Referanduma sunulan anayasa değişikliklerinde en çok tartışılan konuların başında Meclis’in yasama yetkisinin kısıtlanması, denetim yetkisinin gasbı ve cumhurbaşkanınca feshi geliyor.
Öncelikle, 1. Meşrûtiyet’in ilânıyla 23 Aralık 1876’teki Kanun-u Esâsi’de “Yasama kuvveti, Meclis-i Umumidir” denilir. “Kanun teklif hakkı” Meclis-i Mebusan’a verilir. (Madde, 42, 53)
Keza 23 Temmuz 1908’de ilân edilen II. Meşrûtiyet döneminde, 8 Ağustos 1909’daki Kânun-u Esâsi’nin tâdilinde ‘padişahın Meclis’in hamiiyeti içinde hareket etmesi’ belirlenir.
Osmanlı’dan tevârüs eden 20 Ocak 1921 tarihli 23 maddeden müteşekkil Teşkilât-ı Esâsiye Kanunu’nda da, “yasama ve yürütme kuvveti Meclis’tedir; ancak Meclis, içinden seçtiği mebuslara yürütme yetkisine devredebilir” cümlesiyle, Meclis içinden çıkan “saf bir Meclis hükümet sistemi” esas alınır. Ve 29 Ekim 1923’te bu anayasanın altı maddesinin “tavzîhan tâdiliyle” Cumhuriyet ilân edilir.
“TEŞRÎ SALÂHİYETİ VE İCRÂ KUVVETİ MECLİS’TE TEMERKÜZ EDER”
Cumhuriyet döneminde, 20 Nisan 1924’teki 105 maddelik Teşkiât-ı Esâsiye Kanunu’nda Türkiye Büyük Millet Meclisi’nin yegâne yasama mercii olduğu teyid edilir. Meclis’in hâkimiyeti, “Türkiye Cumhuriyeti devletinin dini, din-i İslâmdır” denilen 2. maddenin akabinde 3. ve 4. maddelerde “Hâkimiyet bilâ kayd-ü şart (kayıtsız ve şartsız) milletindir” ve “Türkiye Büyük Millet Meclisi milletin yegâne ve hakîkî mümessili olup millet nâmına hakk-ı hâkimiyeti (egemenlik hakkını) istimâl eder (kullanır)” ibâresi yer alır.

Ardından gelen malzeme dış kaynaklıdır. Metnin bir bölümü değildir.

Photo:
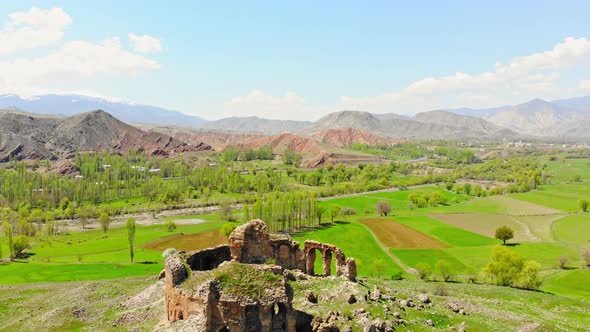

5. ve 6. maddelerde “Teşrî salâhiyeti (yasama/kanun koyma) ve icrâ kuvveti Büyük Millet Meclisi’nde temerküz eder” ve “Meclis, teşrî salâhiyetini bizzat istimal eder (kullanır)” denilerek yasama yetkisinin sadece Meclis’te olduğu tasrih edilir. 7. maddede ise, “Meclis’in teşrî salâhiyetini ve kendi tarafından müntehâb (seçtiği) reis-i cumhur ile icrâ vekilleri heyeti”ni (bakanlar kurulunu/hükümeti) her vakit murakebe (denetler) ve ıskat eder (azleder, düşürür)” ifâdesiyle Meclis’in cumhurbaşkanı ile hükümet üzerindeki hâkimiyeti vurgulanır.
Yine 15. maddede “kanun teklif etme hakkı”nın Meclis’in olduğu belirtilirken, 22. maddede “suâl ve istizâh (açıklama isteme), Meclis tahkikatı, Meclis’in cümle-i salâhiyetinden olduğu” kaydedilerek Meclis’in hükümeti denetim yetkisi ifâde edilir.
Ve 26. maddede ise “ahkâm-ı şer’iyye’nin (kanun hükümlerinin) tenfizi (yürütülmesi), kavâninin vaz’ı (kanunların çıkarılması), tâdili (değiştirilmesi), tefsiri (yorumlanması) fesîh ve ilgâsını bizzat Meclis ifâ eder” ibâresiyle, Meclis’in yasama işlevi tek tek sayılır. “Muvazene-i umumiye-i mâliye ve devletin umum hesâb-ı kat’i kanunlarının tasdik ve feshi” ifâdesiyle “bütçe yetkisi” belirtilir.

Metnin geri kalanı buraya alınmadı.